Professor O’Regan further argues that the expanded role of the court arises from the challenges of building governments. In federal systems, the courts play a key role in resolution and in many jurisdictions have been given the power to determine the constitutionality of legislation.


Courts have also been given broad jurisdiction to determine whether the provisions of the constitution have been lawfully implemented. Professor O’Regan uses the Good Friday Agreement as an example. The Agreement was given effect in the Northern Ireland Act of 1998, which Lord Bingham later acknowledged was a constitution.

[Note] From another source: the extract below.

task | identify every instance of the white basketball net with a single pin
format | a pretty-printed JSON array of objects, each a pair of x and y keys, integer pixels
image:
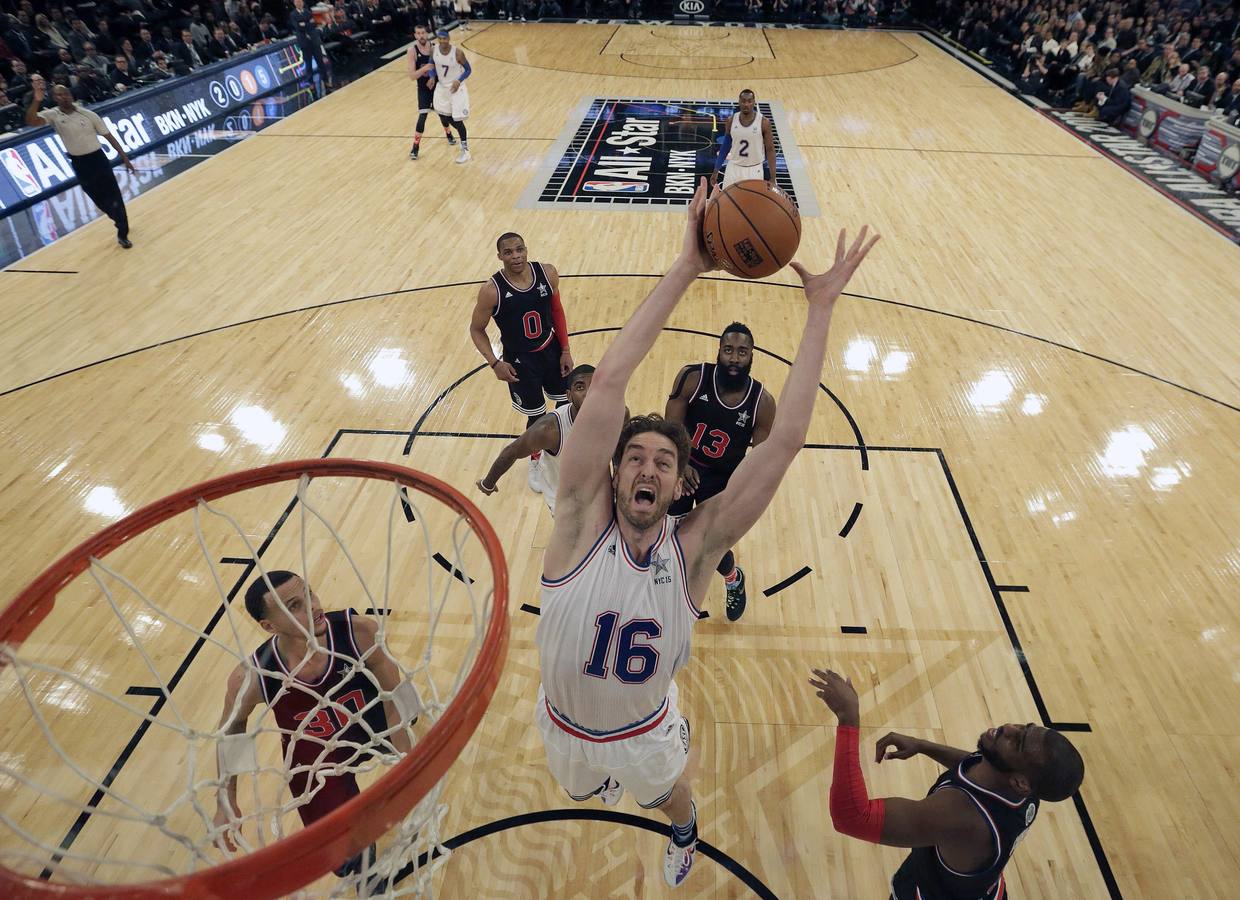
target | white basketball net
[{"x": 174, "y": 833}]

Professor O’Regan remarked that a constitutional system founded on the rule of law will find itself before the courts on many occasions and in Northern Ireland, this happened in the case of Robinson v the Secretary of State for Northern Ireland. Peter Robinson, a Northern Irish politician challenged the appointment of two leaders, for the roles of First Minister and Deputy First Minister on the basis that the agreement was reached two days outside of the 6-week period stipulated in the Act.  This went in front of the House of Lords, where a contextual approach was taken in deciding that the appointments were valid. Professor O’Regan remarked that this was a very interesting judgment and a sympathetic one. When she spoke with her colleagues at Oxford about it, they said that most public lawyers in the UK find the judgment to be wrong. Where text comes up against purpose, she remarks, this is very difficult.


Professor O’Regan raised two further questions; why courts are given these expanded roles and what determines how they perform them? Both questions are dependent on a range of factors, and Professor O’Regan argues that we must understand that the relationship between law and politics is conceived differently in different places. She adds that culture is a troublesome category, with no precise boundaries and that is difficult to define.


This lecture and the subsequent ones can be found online. Print versions are published by Cambridge University Press.